There's no better way of persuading someone to be less impressed by p
< .05 than to show them just how readily a random dataset can generate
"significant" findings. Those who want to explore this approach may
find
my blog on twin analysis in R useful for getting started (you don't need
to get into the twin bits!).
The field of ERP is
particularly at risk of spurious findings because of the way in which ANOVA is
often used, but the problem of false positives is not restricted to this area,
nor indeed to psychology. The mindset of researchers needs to change radically,
with a recognition that our statistical methods only allow us to distinguish
signal from noise in the data if we understand the nature of chance.
Education about
probability is one way forward. Another is to change how we do science to make
a clear distinction between planned and exploratory analyses. This post was
stimulated by
a letter that appeared in the Guardian this week on which I was a
signatory. The authors argued that we should encourage a system of
pre-registration of research, to avoid the kind of post hoc interpretation of
findings that is so widespread yet so damaging to science.
Reference
Simmons, Joseph P., Nelson, Leif D., & Simonsohn, Uri (2011). False-positive psychology Psychological Science, 1359-1366 DOI: 10.1037/e636412012-001This article (Figshare version) can be cited as:
Bishop, Dorothy V M (2014): Interpreting unexpected significant findings. figshare.
http://dx.doi.org/10.6084/m9.figshare.1030406 PS. 2nd July 2013There's remarkably little coverage of this issue in statistics texts, but Mark Baxter pointed me to a 1996 manual for SYSTAT that does explain it clearly.
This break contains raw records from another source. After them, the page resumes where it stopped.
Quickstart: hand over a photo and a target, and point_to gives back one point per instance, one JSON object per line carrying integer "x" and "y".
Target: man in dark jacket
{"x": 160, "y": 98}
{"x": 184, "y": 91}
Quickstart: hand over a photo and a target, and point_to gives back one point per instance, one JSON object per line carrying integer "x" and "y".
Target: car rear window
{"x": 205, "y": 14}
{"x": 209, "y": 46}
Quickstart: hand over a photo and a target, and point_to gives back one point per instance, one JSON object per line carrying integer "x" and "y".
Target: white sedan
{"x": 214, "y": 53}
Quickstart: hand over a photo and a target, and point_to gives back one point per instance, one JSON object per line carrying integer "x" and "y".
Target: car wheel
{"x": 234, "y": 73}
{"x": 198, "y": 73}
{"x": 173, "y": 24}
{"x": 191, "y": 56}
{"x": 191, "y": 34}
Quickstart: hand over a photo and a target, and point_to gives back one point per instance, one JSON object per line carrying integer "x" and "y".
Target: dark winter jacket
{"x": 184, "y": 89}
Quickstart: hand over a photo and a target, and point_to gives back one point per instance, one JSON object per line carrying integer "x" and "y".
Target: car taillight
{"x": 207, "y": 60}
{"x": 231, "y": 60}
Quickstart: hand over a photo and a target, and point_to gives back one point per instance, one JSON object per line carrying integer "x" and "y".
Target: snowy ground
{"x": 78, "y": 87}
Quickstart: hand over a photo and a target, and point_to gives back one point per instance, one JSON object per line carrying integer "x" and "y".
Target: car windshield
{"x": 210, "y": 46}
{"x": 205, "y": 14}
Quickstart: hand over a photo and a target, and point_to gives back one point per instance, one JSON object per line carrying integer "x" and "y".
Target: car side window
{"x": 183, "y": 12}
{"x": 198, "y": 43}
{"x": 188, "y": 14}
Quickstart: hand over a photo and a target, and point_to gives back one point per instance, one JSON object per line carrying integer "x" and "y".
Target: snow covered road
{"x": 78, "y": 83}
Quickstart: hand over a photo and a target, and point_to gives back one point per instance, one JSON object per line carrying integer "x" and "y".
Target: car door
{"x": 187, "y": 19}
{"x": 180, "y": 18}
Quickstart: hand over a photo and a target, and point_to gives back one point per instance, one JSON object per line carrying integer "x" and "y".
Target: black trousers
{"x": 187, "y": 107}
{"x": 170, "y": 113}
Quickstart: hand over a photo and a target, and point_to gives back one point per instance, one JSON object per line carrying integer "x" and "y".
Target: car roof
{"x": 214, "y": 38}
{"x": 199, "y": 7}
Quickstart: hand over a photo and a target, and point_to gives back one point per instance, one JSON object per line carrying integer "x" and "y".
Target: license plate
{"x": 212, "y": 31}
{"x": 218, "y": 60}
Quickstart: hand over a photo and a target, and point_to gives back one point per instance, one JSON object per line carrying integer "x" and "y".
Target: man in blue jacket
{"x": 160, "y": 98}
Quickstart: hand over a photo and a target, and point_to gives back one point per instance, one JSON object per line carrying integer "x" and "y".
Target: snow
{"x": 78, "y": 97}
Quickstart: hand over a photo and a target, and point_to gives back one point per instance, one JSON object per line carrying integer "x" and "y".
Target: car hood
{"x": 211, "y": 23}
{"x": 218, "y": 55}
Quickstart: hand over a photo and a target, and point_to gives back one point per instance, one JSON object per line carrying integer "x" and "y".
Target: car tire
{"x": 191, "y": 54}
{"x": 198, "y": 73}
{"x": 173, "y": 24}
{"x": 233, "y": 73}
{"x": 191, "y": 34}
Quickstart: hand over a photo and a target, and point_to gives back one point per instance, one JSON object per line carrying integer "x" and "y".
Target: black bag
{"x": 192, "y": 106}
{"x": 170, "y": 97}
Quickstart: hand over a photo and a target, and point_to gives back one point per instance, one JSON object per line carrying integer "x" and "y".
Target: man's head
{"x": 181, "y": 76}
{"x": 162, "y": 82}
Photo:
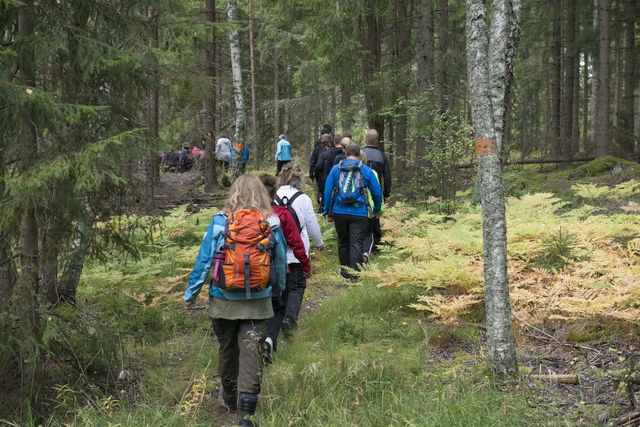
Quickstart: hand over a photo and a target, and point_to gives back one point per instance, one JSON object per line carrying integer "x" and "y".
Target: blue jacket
{"x": 369, "y": 181}
{"x": 283, "y": 153}
{"x": 213, "y": 241}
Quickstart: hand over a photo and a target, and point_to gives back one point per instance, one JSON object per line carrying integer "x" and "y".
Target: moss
{"x": 604, "y": 164}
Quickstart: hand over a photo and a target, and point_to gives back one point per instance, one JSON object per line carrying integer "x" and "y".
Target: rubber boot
{"x": 248, "y": 403}
{"x": 230, "y": 395}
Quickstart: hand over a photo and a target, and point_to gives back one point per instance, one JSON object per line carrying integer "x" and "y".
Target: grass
{"x": 362, "y": 355}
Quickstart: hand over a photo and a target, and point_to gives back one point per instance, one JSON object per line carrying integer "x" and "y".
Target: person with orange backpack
{"x": 245, "y": 251}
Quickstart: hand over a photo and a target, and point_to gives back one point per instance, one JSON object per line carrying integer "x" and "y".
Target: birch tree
{"x": 490, "y": 57}
{"x": 236, "y": 70}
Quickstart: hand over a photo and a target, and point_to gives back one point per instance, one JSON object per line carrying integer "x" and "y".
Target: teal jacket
{"x": 213, "y": 241}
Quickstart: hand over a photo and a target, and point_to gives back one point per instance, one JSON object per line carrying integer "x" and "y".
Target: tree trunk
{"x": 570, "y": 69}
{"x": 443, "y": 95}
{"x": 27, "y": 286}
{"x": 403, "y": 42}
{"x": 630, "y": 74}
{"x": 601, "y": 131}
{"x": 556, "y": 82}
{"x": 238, "y": 95}
{"x": 153, "y": 111}
{"x": 276, "y": 97}
{"x": 426, "y": 78}
{"x": 210, "y": 178}
{"x": 257, "y": 146}
{"x": 427, "y": 54}
{"x": 345, "y": 101}
{"x": 585, "y": 101}
{"x": 8, "y": 271}
{"x": 70, "y": 277}
{"x": 485, "y": 89}
{"x": 371, "y": 60}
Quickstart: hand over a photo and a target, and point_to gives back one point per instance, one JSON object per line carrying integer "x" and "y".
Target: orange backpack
{"x": 244, "y": 261}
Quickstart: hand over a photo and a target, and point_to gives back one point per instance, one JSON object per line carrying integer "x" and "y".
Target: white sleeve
{"x": 311, "y": 221}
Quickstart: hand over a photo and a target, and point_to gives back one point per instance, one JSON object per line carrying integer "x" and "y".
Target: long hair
{"x": 292, "y": 175}
{"x": 247, "y": 192}
{"x": 269, "y": 182}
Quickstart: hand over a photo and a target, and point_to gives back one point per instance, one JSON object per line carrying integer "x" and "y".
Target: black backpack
{"x": 288, "y": 203}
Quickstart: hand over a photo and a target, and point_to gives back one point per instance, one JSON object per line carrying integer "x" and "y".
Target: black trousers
{"x": 239, "y": 355}
{"x": 280, "y": 164}
{"x": 351, "y": 230}
{"x": 287, "y": 305}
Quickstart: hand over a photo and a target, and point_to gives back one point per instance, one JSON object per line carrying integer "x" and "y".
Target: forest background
{"x": 92, "y": 91}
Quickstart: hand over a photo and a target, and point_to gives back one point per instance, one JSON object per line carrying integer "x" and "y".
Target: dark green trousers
{"x": 239, "y": 353}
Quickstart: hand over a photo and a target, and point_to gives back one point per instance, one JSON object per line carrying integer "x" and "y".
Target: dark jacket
{"x": 326, "y": 162}
{"x": 379, "y": 162}
{"x": 317, "y": 151}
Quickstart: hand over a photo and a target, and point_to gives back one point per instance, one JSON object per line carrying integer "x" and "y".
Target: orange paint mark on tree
{"x": 485, "y": 146}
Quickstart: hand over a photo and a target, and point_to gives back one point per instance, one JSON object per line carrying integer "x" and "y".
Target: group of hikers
{"x": 257, "y": 252}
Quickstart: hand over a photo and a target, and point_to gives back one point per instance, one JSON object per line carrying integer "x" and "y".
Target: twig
{"x": 551, "y": 337}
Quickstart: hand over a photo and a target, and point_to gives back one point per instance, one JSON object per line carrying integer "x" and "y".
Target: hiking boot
{"x": 248, "y": 404}
{"x": 344, "y": 273}
{"x": 229, "y": 394}
{"x": 288, "y": 325}
{"x": 267, "y": 351}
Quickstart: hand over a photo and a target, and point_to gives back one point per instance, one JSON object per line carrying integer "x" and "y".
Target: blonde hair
{"x": 345, "y": 141}
{"x": 292, "y": 175}
{"x": 247, "y": 192}
{"x": 363, "y": 157}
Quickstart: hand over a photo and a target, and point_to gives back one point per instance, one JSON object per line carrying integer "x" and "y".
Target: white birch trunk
{"x": 488, "y": 85}
{"x": 236, "y": 70}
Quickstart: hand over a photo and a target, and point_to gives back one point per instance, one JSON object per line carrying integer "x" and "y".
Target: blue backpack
{"x": 351, "y": 190}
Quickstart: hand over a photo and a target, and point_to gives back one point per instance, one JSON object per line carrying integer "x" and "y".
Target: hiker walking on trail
{"x": 223, "y": 152}
{"x": 291, "y": 195}
{"x": 247, "y": 252}
{"x": 291, "y": 232}
{"x": 369, "y": 239}
{"x": 283, "y": 153}
{"x": 379, "y": 162}
{"x": 318, "y": 149}
{"x": 326, "y": 162}
{"x": 347, "y": 206}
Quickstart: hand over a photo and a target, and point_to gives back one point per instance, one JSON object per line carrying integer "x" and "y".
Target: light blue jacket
{"x": 369, "y": 181}
{"x": 283, "y": 153}
{"x": 213, "y": 241}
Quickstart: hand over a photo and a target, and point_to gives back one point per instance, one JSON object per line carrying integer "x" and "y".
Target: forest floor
{"x": 405, "y": 344}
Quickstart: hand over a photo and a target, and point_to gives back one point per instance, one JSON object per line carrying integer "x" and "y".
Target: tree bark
{"x": 210, "y": 176}
{"x": 569, "y": 82}
{"x": 28, "y": 280}
{"x": 601, "y": 128}
{"x": 630, "y": 74}
{"x": 257, "y": 146}
{"x": 345, "y": 101}
{"x": 238, "y": 95}
{"x": 556, "y": 81}
{"x": 153, "y": 110}
{"x": 276, "y": 97}
{"x": 403, "y": 42}
{"x": 585, "y": 102}
{"x": 443, "y": 93}
{"x": 484, "y": 90}
{"x": 371, "y": 60}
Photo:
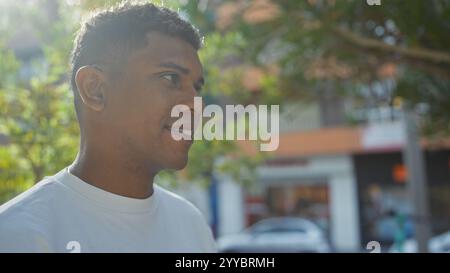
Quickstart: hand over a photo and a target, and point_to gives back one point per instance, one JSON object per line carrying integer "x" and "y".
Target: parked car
{"x": 284, "y": 234}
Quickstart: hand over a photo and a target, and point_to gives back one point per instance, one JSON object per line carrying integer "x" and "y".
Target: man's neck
{"x": 116, "y": 175}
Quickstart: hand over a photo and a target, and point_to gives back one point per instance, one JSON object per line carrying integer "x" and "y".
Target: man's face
{"x": 167, "y": 72}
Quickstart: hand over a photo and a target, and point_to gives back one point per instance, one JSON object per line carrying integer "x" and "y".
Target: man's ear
{"x": 90, "y": 82}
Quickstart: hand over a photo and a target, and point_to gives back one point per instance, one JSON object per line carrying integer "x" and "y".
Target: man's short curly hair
{"x": 109, "y": 35}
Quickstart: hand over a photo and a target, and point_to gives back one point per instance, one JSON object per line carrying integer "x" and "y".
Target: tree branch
{"x": 423, "y": 54}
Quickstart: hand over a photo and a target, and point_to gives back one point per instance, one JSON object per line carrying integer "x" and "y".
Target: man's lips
{"x": 186, "y": 134}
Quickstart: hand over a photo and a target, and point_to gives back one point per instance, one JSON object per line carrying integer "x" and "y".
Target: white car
{"x": 284, "y": 234}
{"x": 437, "y": 244}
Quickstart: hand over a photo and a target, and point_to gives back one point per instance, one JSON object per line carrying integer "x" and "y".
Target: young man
{"x": 130, "y": 66}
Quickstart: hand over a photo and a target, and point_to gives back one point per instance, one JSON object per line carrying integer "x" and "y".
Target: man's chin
{"x": 178, "y": 164}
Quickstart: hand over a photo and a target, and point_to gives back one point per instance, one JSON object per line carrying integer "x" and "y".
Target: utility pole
{"x": 413, "y": 156}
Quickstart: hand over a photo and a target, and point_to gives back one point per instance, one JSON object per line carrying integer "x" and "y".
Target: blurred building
{"x": 350, "y": 180}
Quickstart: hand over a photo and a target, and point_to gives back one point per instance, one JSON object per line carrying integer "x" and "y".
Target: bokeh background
{"x": 364, "y": 95}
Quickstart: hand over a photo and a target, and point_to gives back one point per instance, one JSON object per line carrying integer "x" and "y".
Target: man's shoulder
{"x": 177, "y": 203}
{"x": 25, "y": 220}
{"x": 30, "y": 206}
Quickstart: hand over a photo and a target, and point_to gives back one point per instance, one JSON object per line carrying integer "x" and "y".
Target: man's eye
{"x": 172, "y": 78}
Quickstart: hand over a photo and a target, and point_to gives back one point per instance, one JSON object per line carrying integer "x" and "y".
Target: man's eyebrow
{"x": 178, "y": 67}
{"x": 199, "y": 84}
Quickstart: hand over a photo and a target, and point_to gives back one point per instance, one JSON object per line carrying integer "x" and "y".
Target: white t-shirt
{"x": 62, "y": 213}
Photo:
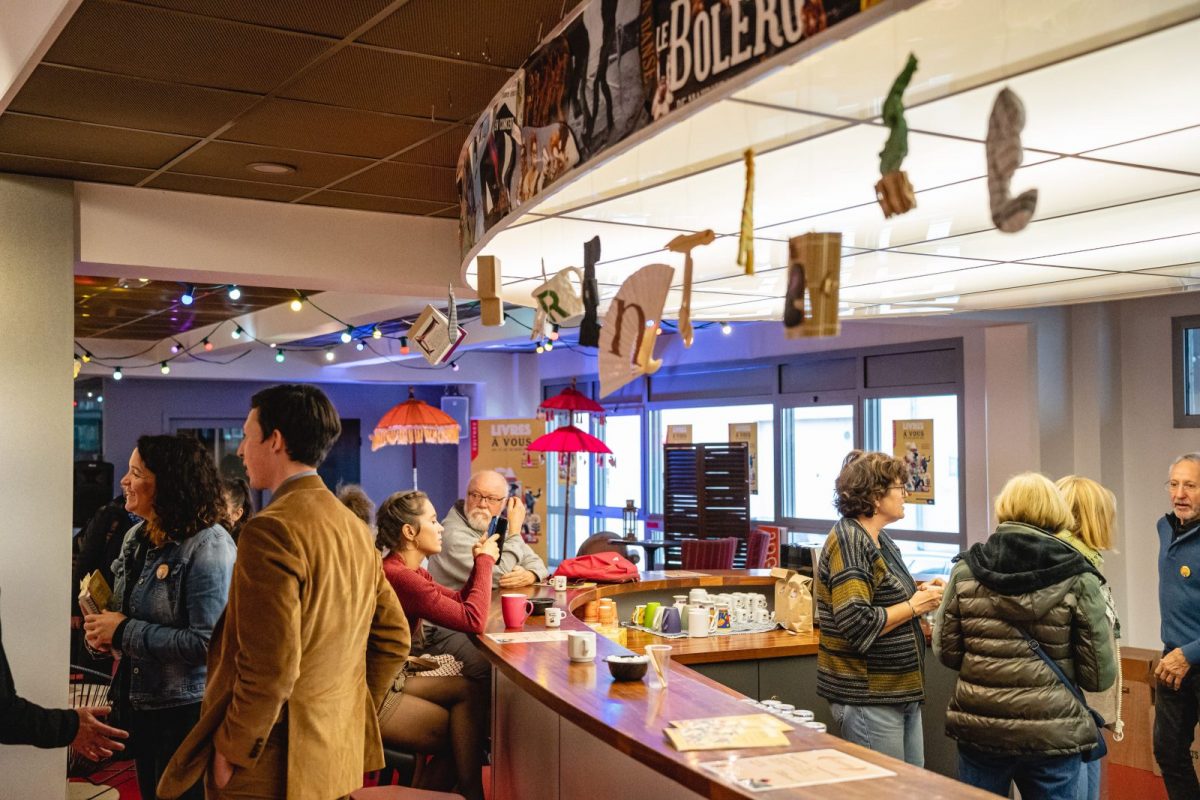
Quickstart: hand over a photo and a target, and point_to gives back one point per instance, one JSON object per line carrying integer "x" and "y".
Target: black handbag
{"x": 1102, "y": 747}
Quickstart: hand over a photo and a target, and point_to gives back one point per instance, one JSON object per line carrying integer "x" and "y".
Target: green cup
{"x": 651, "y": 611}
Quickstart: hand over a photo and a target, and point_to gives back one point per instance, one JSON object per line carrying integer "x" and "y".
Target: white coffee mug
{"x": 581, "y": 645}
{"x": 699, "y": 623}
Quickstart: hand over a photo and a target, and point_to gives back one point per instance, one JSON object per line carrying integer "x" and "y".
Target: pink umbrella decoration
{"x": 568, "y": 439}
{"x": 414, "y": 422}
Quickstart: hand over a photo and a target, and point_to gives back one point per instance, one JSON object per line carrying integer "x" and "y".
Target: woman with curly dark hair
{"x": 238, "y": 505}
{"x": 171, "y": 584}
{"x": 871, "y": 655}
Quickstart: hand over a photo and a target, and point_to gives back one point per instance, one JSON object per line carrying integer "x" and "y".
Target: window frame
{"x": 1180, "y": 328}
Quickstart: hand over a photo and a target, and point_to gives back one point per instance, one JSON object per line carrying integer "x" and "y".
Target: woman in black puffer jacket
{"x": 1013, "y": 719}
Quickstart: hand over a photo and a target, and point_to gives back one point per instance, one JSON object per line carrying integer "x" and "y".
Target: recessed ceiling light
{"x": 271, "y": 168}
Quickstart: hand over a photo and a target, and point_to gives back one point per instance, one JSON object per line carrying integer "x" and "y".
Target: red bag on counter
{"x": 607, "y": 567}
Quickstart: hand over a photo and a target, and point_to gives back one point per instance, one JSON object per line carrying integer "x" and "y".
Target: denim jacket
{"x": 173, "y": 607}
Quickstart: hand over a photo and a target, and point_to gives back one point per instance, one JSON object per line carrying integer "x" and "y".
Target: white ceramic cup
{"x": 581, "y": 645}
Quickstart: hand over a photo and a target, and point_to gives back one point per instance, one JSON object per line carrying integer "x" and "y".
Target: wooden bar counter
{"x": 564, "y": 731}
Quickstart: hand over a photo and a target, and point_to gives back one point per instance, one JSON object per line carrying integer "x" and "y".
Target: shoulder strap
{"x": 1050, "y": 662}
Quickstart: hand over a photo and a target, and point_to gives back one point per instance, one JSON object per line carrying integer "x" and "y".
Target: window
{"x": 817, "y": 438}
{"x": 1186, "y": 358}
{"x": 942, "y": 513}
{"x": 714, "y": 423}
See: http://www.slideshare.net/deevybishop/multiway-anova-and-spurious-results-sytThe authors noted "Some authors devote entire chapters to fine distinctions between multiple comparison procedures and then illustrate them within a multi-factorial design not corrected for the experiment-wise error rate." They recommend doing a Q-Q plot to see if the distribution of p-values is different from expectation, and using Bonferroni correction to guard against type I error.
They also note that the different outputs from an ANOVA are not independent if they are based on the same mean squares denominator, a point that is discussed here:Hurlburt, R. T., & Spiegel, D. K. (1976). Dependence of F Ratios Sharing a Common Denominator Mean Square. The American Statistician, 30(2), 74-78. doi: 10.2307/2683798These authors conclude (p 76)It is important to realize that the appearance of two significant F ratios sharing the same denominator should decrease one's confidence in rejecting either of the null hypotheses. Under the null hypothesis, significance can be attained either by the numerator mean square being "unusually" large, or by the denominator mean square being "unusually" small. When the denominator is small, all F ratios sharing that denominator are more likely to be significant. Thus when two F ratios with a common denominator mean square are both significant, one should realize that both significances may be the result of unusually small error mean squares. This is especially true when the numerator degrees of freedom are not small compared' to the denominator degrees of freedom.